Yes, help others! But help yourself too. Love others, but don’t forget to love yourself too. The trick is in the balancing act between the two. And just like any balancing game I played in my childhood, the way to go is this: allow yourself to lean both ways a couple of times at first. It is actually this leaning back and forth – and back and forth again – that gives birth to stability and harmony in the end.

Do you find yourself having challenges balancing care for others with self-care? Do you sometimes struggle between dedication and down-time? Please share if you have tips to overcome this!


3 thoughts on “About putting your own needs on the back burner – all the time

  1. Very good and recognizable text. Especially the part about leaning back and forth to find the balance. Many people know one side of it too well, the side of “giving as much as you can”, but to find balance the other side “giving yourself something too” needs to be practised from time to time.
    I don’t have tips for others, as I’m still struggling with this myself (and probably always will 🙂 ), but maybe this recent example of my own everyday life can give others something they can use in theirs:
    Shortly ago I decided to not immediately jump into my car, as I’ve done before, when my dad called saying that he’s completely lost. He’s been denying a lot of help offered by family, friends and professionals, so naturally from time to time things go wrong again, and we children were always there to immediately jump up to provide the ‘crisis support’. This pattern has to change. I see it as a practicing moment for me that I decided not to go this time and instead offered to call the doctor (which of course he rejected as well). I’m worried, feel guilt and feel like a bad daughter, but it’s necessary to hold my ground this time. We will again offer the possibility of “structure-giving daytime activities for the elderly” and maybe this time he will accept, knowing that his children cannot always jump to the rescue. If he doesn’t accept, I’ll just demand that he does, explaining that I won’t be there for him as a professional caretaker anymore, only as a daughter.

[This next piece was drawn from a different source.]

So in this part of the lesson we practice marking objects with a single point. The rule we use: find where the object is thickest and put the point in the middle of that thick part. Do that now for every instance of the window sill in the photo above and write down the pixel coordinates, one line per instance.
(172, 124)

    • I totally recognize what you are saying! Most of us will experience being dependent on someone else at some time in our lives. It takes strength to even start accepting that we are not superheroes (anymore) but fragile human beings instead. And it is indeed a great blessing to have loved ones surround us with care and understanding at such times. It is easy to underestimate the secure feelings of familiarity and reliability that our loving safety-net offers a family member in need.

      I guess one of the downfalls of helping and assisting the same person over and over again is that we foster an over-dependency in them. And even though receiving help or assistance can be a blessing, becoming overly dependent on someone can become a curse instead. Such exaggerated dependency on just a few people creates a false sense of control, especially if it is demanded out of habit.

      When we become dependent, recognizing and accepting our own limitations and thereby accepting our dependency on others has to be balanced, I think, with an equal effort to accept the limitations of those we are depending upon. And consequently we have to sincerely explore the possibility of extending our safety net to include non-family members. All with the assurance that our innermost circle of safety will always be there, to give us the love, understanding and assistance of a more balanced – and therefor a more spontaneous kind.

      I wish you great wisdom and understanding in balancing your loving efforts to help your father with a sincere love for yourself. In the end, I am sure your father loves you as much as you clearly love him.

      Best wishes, DidadoDeb

  2. Thank you for this very wise reply, DidadoDeb. It is very comforting to read your words about this subject, both in the original blogpost and in this reply. I hope that others, who recognize the dilemmas, read all this and that it is as helpful for them as it is for me. And maybe post their own experiences and tips. That would be a wonderful effect of this website.